Mas o disco duplo, mais do que quaisquer de seus contemporâneos, mostra o grupo tateando no escuro em busca do próprio som – convergindo pista de dança, lamento indie, atitude faça-você-mesmo, peito punk e sensibilidade inglesa numa versão levemente modificada do trio baixo-guitarra-e-bateria consagrado pelo rock’n’roll. Tocando seus instrumentos fora do padrão convencional e adicionando samplers, baterias eletrônicas, teclados frios e outras novidades dos digitais anos 80, o New Order não apenas deu o tom de parte do pop daquela década como o de boa parte da música pop que a sucederia.

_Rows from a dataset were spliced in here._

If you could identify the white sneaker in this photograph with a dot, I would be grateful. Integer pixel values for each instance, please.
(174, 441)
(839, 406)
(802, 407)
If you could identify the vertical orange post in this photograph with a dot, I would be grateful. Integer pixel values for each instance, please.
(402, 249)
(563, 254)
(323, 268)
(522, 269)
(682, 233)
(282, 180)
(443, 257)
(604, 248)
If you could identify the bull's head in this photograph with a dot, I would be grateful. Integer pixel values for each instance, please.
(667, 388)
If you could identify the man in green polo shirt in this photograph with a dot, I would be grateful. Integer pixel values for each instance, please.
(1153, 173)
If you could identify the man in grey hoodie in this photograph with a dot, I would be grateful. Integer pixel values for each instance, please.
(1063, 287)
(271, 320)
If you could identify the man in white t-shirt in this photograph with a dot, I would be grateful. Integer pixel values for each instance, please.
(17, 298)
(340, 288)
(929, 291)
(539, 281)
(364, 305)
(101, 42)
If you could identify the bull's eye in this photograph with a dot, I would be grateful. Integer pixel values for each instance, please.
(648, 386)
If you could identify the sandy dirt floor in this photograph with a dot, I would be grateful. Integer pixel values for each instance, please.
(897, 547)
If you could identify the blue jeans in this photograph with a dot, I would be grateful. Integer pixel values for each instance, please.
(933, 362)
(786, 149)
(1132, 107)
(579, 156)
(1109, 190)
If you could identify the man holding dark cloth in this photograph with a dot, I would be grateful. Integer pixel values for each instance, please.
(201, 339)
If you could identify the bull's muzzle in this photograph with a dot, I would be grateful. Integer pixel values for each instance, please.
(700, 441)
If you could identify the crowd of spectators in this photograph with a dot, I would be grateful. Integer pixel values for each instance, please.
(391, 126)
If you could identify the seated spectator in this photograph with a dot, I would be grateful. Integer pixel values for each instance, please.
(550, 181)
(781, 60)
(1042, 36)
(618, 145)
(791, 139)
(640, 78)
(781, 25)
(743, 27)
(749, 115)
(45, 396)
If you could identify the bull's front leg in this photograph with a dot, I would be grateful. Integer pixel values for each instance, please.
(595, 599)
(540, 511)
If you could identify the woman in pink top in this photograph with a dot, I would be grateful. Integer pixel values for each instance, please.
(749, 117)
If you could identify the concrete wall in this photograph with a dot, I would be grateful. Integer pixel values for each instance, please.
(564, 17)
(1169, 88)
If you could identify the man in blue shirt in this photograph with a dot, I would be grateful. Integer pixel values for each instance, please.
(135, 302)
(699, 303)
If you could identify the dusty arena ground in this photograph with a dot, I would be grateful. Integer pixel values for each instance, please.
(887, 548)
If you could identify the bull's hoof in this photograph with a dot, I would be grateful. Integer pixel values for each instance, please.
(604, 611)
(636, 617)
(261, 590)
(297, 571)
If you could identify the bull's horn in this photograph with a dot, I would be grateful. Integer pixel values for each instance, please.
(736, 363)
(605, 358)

E tem “Blue Monday”, única concorrente à altura de “Billie Jean” de Michael Jackson para o posto de melhor canção de todos os tempos, uma competição individual que travo sozinho e que já teve, entre seus competidores, nomes como “Strawberry Fields Forever” e “God Only Knows” – tanto é verdade que Quincy Jones comprou os direitos para lançar o grupo nos Estados Unidos, na época do Low Life. A música de 83, marco na cultura independente, na cena dance e na história do rock, pode se tornar a melhor trilha sonora para uma estada indefinida em uma ilha deserta. Seu bumbo sintético incessante inspira a dança ininterrupta e compactua a cumplicidade dos movimentos contínuos que auto-organizam o planeta. Beats intermináveis que furam o chão, os tímpanos, a razão. E numa audição a longo prazo, colocam-nos de frente ao único coqueiro da ilha, martelando a cabeça em direção ao tronco da árvore no ritmo das batidas eletrônicas. Até que rache o coco e consigamos ver, pela primeira e única vez, a própria massa cinzenta pulsando, quem sabe, em sintonia com o ritmo massacrante repetido, pela milionésima oportunidade, na única vitrola da ilha.

Nenhuma música parece ser melhor que “Blue Monday”, neste sentido. Até acabar.